Two summers ago, at John Jay College, Professor Vernice Miller organized a reading of Rehearsing the Wannsee Conference read by a diverse group of students and young professional actors. While it was a strong reading, what was most interesting was the discussion that followed. The degree of reflection and the range of personal sharing was enlightening and moving. My hope is that in this production, and future productions, this play can be a work that stimulates a collective act of real reflection by the audience, privately, and (if there are talk-backs) publicly.

My vision for the play is that it will reach a broad and diverse audience, especially young people. This is because of the story it tells, the characters who tell it, and the questions and issues that it raises on race, racism, and human justice. The most important question may be how civilized people could contemplate, plan, organize, and set forth the annihilation of an entire race of people.

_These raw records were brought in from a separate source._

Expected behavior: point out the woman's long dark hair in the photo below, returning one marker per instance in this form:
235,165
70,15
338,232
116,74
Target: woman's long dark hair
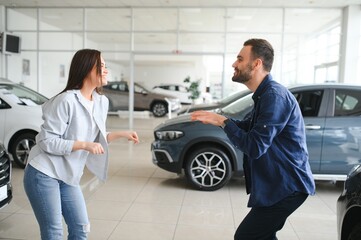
81,65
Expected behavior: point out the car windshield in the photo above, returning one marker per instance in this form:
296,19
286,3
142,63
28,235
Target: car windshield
239,107
23,95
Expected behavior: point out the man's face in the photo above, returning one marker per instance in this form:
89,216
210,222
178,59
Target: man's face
243,66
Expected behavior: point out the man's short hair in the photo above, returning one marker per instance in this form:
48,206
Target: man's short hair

After viewing the play, I hope that audiences will awaken and talk to each other about their own thoughts of America’s dark history and the current debate regarding race and racism. Will the dialogue lead to any change in hearts and minds? Will it lead to some action to resist bigotry and injustice from wherever it comes and to fight for equality? At the least, what I hope to accomplish as a writer is that after watching my play audiences will talk about it the next day, and the day after, and become aware of their own impact on social justice through their own positive actions.

SYNOPSIS

Rehearsing the Wannsee Conference follows a college professor and six students of color rehearse a play about the Wannsee Conference. This Conference was a gathering of top Nazi leaders who met outside Berlin in early 1942 to discuss and plan the Final Solution of the Jewish Question: How to eliminate eleven million Jews in Europe. As the students rehearse, playing German Nazis and Jews, they constantly question their own feelings and each other about an event that took place 75 years ago: Why should they care? By examining and debating these past events the students’ own resentments and biases come to the surface. As they delve deeper inside the play and the characters, their understanding and empathy also deepen.